Marley Spoon is the new way to cook. We bring delightful, market fresh and easy cooking back to the people while building a sustainable supply chain for a waste-free world. We’re a well-funded and publicly listed company.
We operate across 3 continents and in 8 countries with over +1500 employees worldwide. Being passionate foodies, we are using technology to reinvent the global food supply chain to reduce food waste. In the end, it’s simple: We started Marley Spoon because we love cooking! We now have an exciting opportunity to bring a Data Scientist on board our team, working across all brands and territories. This is a once-in-a-lifetime opportunity to be part of the food revolution and join our food-tech start-up as we take our growth to the next level.

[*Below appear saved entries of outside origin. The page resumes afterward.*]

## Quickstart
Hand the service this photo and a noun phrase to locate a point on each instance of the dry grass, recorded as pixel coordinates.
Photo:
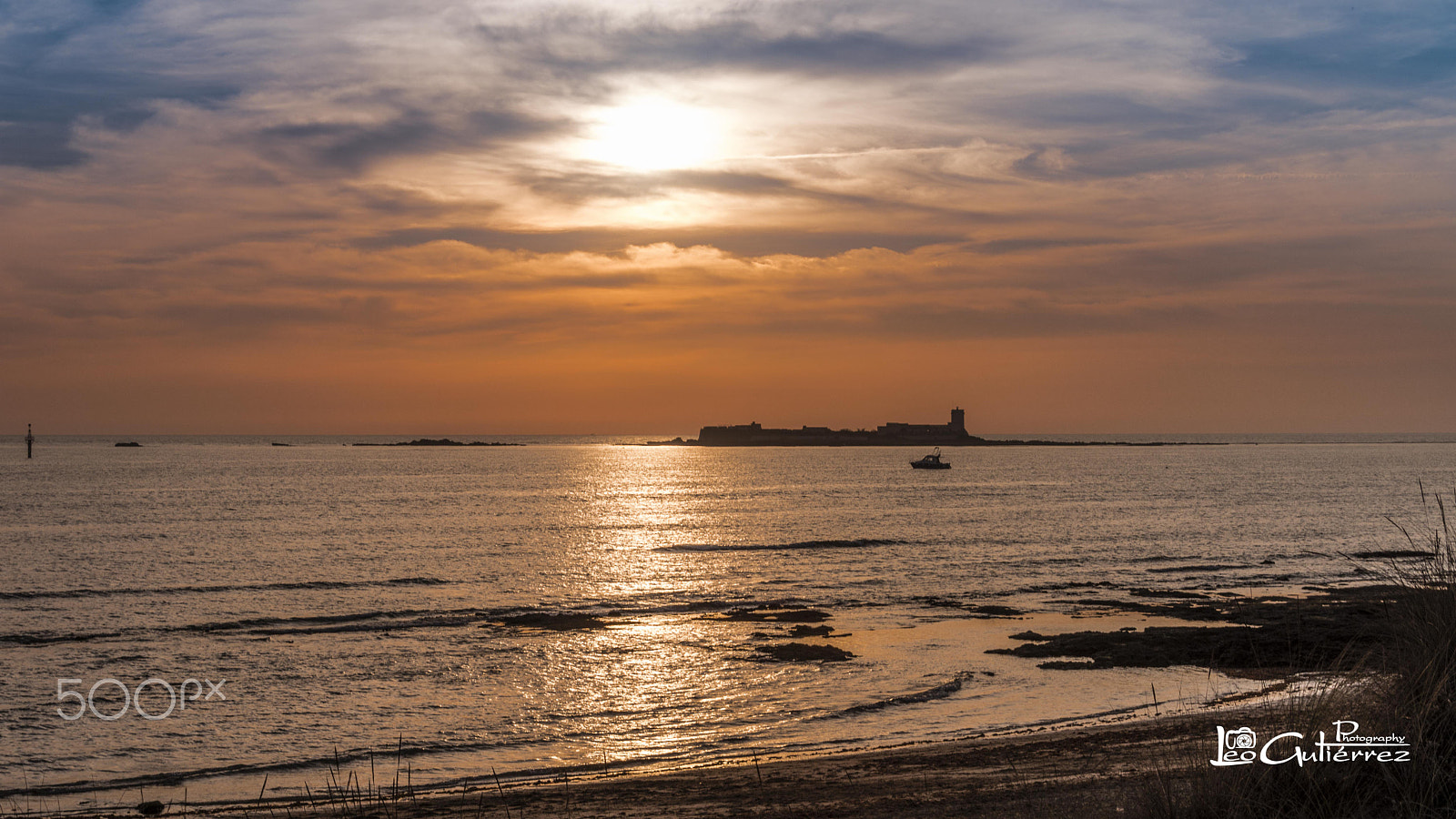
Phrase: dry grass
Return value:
(1407, 690)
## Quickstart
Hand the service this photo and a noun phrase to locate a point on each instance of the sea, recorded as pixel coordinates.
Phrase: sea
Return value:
(222, 620)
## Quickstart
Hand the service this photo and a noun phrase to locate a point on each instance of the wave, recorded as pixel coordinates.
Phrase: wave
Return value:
(332, 760)
(306, 584)
(398, 620)
(851, 544)
(938, 693)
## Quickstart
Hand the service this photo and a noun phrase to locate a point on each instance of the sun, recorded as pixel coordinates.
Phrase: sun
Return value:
(655, 135)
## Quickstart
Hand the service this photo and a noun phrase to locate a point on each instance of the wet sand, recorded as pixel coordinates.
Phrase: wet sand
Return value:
(1097, 771)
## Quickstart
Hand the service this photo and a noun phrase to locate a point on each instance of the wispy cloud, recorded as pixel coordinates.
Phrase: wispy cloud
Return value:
(925, 177)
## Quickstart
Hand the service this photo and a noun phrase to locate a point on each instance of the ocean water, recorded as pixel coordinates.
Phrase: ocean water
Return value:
(392, 611)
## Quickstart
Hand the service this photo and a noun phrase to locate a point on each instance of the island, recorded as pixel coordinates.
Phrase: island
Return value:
(885, 435)
(439, 442)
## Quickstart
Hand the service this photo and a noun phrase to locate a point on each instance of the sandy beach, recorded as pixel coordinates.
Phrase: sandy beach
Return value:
(1098, 771)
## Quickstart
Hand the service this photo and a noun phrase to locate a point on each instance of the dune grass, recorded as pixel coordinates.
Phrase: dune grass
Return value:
(1405, 688)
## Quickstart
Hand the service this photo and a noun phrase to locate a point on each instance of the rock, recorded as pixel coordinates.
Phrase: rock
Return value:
(803, 653)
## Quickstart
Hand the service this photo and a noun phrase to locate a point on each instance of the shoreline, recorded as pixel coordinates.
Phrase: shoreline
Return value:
(1069, 733)
(1097, 768)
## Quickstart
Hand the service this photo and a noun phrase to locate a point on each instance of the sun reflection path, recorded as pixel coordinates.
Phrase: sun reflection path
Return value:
(638, 500)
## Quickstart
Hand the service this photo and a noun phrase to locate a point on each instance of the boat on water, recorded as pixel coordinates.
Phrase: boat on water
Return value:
(931, 462)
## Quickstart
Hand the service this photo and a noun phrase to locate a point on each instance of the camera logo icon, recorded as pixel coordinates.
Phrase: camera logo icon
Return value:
(1237, 746)
(1241, 739)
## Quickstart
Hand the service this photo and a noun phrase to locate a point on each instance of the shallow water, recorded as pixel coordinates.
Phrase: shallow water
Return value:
(353, 598)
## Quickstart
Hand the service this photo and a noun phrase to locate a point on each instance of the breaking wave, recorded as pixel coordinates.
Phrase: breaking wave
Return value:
(854, 544)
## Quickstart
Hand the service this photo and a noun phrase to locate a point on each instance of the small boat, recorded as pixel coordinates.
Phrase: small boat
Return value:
(931, 462)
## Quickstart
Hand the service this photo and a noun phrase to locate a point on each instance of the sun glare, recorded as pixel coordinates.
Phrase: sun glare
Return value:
(655, 135)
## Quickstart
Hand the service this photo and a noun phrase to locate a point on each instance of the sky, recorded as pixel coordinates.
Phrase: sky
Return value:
(420, 216)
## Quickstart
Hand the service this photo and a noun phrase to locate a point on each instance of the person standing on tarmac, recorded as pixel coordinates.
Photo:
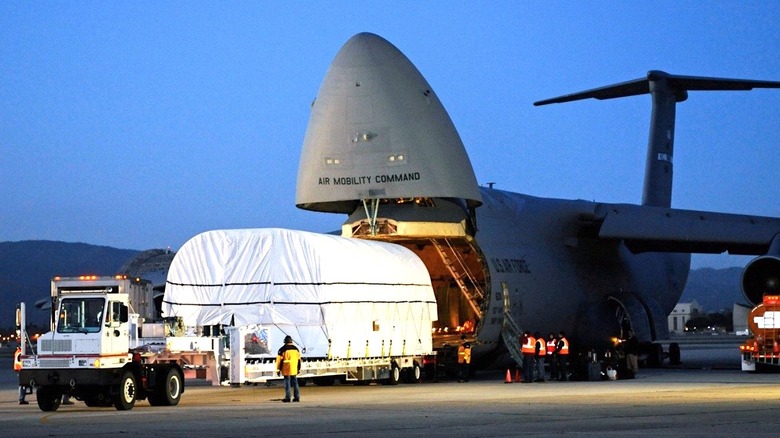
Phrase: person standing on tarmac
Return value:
(540, 351)
(464, 359)
(562, 356)
(288, 363)
(552, 355)
(527, 348)
(18, 368)
(631, 348)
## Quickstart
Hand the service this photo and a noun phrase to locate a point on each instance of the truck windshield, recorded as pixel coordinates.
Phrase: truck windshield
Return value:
(81, 315)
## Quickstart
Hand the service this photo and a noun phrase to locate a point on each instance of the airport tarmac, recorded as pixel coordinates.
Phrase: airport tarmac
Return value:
(688, 401)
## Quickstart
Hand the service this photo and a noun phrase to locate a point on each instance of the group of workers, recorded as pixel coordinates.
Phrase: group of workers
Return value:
(537, 351)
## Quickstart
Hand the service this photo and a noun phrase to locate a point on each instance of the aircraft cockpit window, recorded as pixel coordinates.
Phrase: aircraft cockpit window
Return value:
(419, 201)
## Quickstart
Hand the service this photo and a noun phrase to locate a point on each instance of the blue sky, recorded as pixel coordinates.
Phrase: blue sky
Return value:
(141, 124)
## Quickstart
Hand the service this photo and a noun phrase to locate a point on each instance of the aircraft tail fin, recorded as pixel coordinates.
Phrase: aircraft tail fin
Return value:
(666, 90)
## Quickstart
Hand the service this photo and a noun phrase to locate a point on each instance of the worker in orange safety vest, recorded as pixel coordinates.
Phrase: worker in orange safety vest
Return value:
(464, 359)
(539, 354)
(18, 368)
(528, 350)
(552, 357)
(562, 355)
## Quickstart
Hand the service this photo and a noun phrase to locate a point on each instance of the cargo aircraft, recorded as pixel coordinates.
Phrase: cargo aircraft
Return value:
(381, 149)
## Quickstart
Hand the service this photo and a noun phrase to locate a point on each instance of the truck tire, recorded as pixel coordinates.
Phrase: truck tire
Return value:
(48, 399)
(414, 374)
(124, 400)
(169, 393)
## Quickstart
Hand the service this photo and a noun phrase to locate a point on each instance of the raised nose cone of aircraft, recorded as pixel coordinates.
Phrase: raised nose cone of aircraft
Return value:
(378, 131)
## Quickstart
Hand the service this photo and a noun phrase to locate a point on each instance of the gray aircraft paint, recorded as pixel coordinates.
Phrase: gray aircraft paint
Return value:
(568, 265)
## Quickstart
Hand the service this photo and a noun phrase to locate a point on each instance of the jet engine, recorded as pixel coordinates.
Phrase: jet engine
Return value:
(762, 275)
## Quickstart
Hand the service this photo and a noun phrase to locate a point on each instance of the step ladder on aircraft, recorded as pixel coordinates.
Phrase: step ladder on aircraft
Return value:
(510, 330)
(460, 273)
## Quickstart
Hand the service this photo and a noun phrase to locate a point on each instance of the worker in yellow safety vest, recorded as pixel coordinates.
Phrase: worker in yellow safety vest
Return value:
(288, 363)
(528, 350)
(464, 359)
(562, 355)
(18, 368)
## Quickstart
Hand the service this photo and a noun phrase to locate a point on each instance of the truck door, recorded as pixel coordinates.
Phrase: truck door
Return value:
(116, 339)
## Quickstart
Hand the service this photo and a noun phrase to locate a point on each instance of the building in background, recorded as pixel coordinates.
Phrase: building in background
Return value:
(682, 313)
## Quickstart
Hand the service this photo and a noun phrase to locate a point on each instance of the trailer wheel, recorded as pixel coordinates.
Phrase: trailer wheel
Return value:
(169, 393)
(125, 399)
(395, 375)
(48, 399)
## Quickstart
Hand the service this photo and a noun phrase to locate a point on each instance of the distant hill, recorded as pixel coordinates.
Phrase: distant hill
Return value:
(715, 290)
(27, 267)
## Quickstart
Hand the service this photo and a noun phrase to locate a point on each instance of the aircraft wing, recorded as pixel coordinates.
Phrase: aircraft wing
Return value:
(659, 229)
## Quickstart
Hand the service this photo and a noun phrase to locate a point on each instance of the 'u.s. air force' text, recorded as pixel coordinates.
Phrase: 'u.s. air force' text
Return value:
(511, 266)
(368, 179)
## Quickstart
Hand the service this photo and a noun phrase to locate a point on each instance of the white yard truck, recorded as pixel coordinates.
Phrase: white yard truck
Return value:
(105, 347)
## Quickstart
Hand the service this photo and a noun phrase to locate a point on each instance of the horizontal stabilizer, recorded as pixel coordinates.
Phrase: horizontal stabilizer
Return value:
(680, 84)
(659, 229)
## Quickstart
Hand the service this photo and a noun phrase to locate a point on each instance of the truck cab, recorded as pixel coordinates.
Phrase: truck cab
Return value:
(92, 352)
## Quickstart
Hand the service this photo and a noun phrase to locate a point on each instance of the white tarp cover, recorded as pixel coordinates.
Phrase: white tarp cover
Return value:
(336, 296)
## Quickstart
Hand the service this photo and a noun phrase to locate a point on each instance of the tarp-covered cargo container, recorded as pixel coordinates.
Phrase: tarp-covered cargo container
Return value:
(337, 297)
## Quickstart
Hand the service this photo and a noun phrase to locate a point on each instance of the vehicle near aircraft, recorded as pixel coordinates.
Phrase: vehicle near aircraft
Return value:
(93, 351)
(381, 149)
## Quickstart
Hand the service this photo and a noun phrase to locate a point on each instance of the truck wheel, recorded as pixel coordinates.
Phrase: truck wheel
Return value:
(414, 374)
(48, 399)
(170, 394)
(125, 399)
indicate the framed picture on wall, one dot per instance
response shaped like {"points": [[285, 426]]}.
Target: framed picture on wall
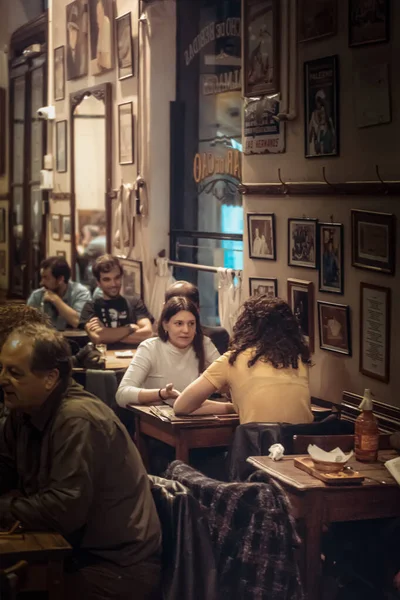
{"points": [[261, 47], [301, 301], [317, 19], [321, 107], [101, 19], [303, 243], [125, 133], [59, 73], [66, 228], [132, 279], [55, 227], [263, 285], [331, 260], [334, 327], [61, 146], [373, 241], [375, 308], [261, 235], [124, 46], [368, 22], [77, 39]]}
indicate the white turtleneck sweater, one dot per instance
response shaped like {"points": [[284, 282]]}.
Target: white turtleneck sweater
{"points": [[157, 363]]}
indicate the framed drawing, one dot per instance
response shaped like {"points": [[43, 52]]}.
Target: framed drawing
{"points": [[373, 241], [66, 228], [101, 19], [321, 107], [331, 258], [375, 331], [124, 46], [302, 243], [261, 47], [317, 19], [77, 39], [334, 327], [368, 22], [261, 235], [301, 301], [263, 285], [55, 227], [59, 73], [132, 279], [61, 146], [125, 133]]}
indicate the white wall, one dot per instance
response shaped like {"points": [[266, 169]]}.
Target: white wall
{"points": [[361, 150]]}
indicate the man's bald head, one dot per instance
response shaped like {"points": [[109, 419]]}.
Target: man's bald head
{"points": [[185, 289]]}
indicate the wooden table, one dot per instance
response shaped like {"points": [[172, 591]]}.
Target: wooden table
{"points": [[184, 433], [45, 553], [316, 504]]}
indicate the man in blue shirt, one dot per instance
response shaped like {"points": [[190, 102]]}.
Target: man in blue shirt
{"points": [[61, 299]]}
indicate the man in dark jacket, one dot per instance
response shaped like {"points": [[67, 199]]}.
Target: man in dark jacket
{"points": [[76, 471]]}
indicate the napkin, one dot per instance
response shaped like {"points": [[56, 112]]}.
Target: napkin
{"points": [[336, 455]]}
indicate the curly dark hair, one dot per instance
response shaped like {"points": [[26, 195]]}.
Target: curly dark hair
{"points": [[269, 326], [171, 308]]}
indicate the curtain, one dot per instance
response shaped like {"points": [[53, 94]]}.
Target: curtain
{"points": [[163, 280]]}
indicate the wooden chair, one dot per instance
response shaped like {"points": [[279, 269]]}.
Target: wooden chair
{"points": [[10, 580], [329, 442]]}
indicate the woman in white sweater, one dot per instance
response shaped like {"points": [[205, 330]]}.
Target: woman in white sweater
{"points": [[164, 366]]}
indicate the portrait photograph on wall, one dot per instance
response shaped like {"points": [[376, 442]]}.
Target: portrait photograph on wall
{"points": [[368, 22], [375, 306], [77, 39], [321, 107], [317, 19], [59, 73], [125, 133], [261, 44], [101, 15], [373, 241], [261, 236], [302, 243], [334, 327], [263, 285], [331, 261], [124, 46], [301, 301]]}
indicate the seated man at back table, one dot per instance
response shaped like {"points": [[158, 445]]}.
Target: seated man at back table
{"points": [[218, 335], [59, 297], [68, 465], [112, 319]]}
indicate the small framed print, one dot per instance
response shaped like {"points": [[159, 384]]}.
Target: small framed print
{"points": [[59, 73], [261, 47], [302, 243], [301, 301], [66, 228], [261, 235], [375, 331], [125, 131], [55, 227], [321, 107], [61, 146], [331, 261], [263, 285], [132, 278], [124, 46], [317, 19], [368, 22], [334, 327], [373, 241]]}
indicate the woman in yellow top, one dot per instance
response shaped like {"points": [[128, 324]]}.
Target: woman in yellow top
{"points": [[265, 369]]}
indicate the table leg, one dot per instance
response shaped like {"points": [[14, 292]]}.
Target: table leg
{"points": [[312, 533]]}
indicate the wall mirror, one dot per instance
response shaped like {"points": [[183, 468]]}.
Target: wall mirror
{"points": [[90, 178]]}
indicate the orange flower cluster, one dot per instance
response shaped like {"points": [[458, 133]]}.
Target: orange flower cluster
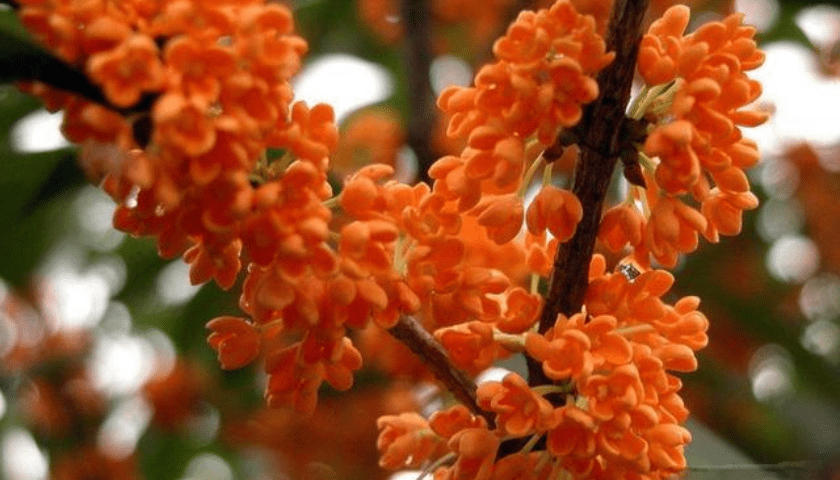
{"points": [[697, 88], [204, 91], [622, 414], [372, 135], [544, 73]]}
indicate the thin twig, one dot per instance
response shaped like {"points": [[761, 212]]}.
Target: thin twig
{"points": [[601, 125], [414, 336], [416, 20]]}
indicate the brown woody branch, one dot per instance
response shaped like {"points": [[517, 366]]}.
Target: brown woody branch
{"points": [[416, 20], [414, 336], [602, 124]]}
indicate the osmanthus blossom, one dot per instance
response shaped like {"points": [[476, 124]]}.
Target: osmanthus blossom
{"points": [[696, 98], [218, 163]]}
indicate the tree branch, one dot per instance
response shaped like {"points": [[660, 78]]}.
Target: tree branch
{"points": [[601, 125], [22, 60], [416, 20], [414, 336]]}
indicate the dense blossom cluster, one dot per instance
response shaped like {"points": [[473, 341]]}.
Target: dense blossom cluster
{"points": [[622, 411], [202, 147], [697, 88]]}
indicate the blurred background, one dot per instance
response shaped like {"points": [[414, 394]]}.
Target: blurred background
{"points": [[104, 368]]}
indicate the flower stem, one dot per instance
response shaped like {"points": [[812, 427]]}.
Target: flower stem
{"points": [[601, 123], [415, 337]]}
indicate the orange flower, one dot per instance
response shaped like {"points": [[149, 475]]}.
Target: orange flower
{"points": [[198, 68], [665, 446], [452, 420], [476, 449], [502, 216], [724, 210], [564, 352], [621, 225], [470, 345], [661, 47], [673, 228], [619, 391], [235, 340], [183, 124], [519, 411], [405, 440], [521, 312], [128, 70], [556, 209], [574, 436]]}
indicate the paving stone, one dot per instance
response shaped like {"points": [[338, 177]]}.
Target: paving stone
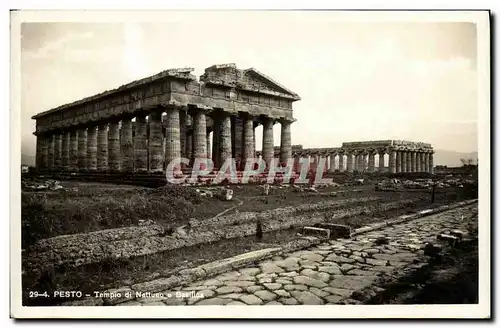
{"points": [[228, 289], [239, 283], [271, 268], [265, 295], [318, 292], [376, 262], [245, 277], [339, 291], [265, 280], [249, 271], [372, 251], [232, 275], [358, 272], [399, 257], [305, 280], [272, 286], [288, 301], [281, 292], [352, 282], [289, 264], [214, 301], [323, 276], [251, 300], [358, 258], [213, 282], [339, 259], [333, 299], [313, 257], [253, 289], [233, 296], [330, 269], [306, 297], [346, 267], [266, 275], [295, 287]]}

As a part of the team, you’ll be responsible for:
- Building a range of analytical models (Prescriptive, Predictive, Diagnostic, Descriptive)
- Building predictive and segmentation models (e.g. RFM segmentation, churn prediction, sentimental analysis, recommendation engines, next best offer, propensity scoring models, etc.) making use of relevant data from multiple data sources
- Deploying, maintaining and improving the models using various types of algorithms and techniques
- Mine data from multiple sources and to build/enhance stored procedures/functions
- Providing deep-dive analytical support for the business
Requirements
- MSc or Ph.D. in a quantitative discipline: Machine Learning, Computer Science, Statistics, Applied Mathematics, Physics or related fields
- Experience in a Data Science related role
- Hands-on experience in building segmentation and prediction models with large datasets using various algorithms and techniques (decision trees, logistic regression, neural networks, clustering, etc.)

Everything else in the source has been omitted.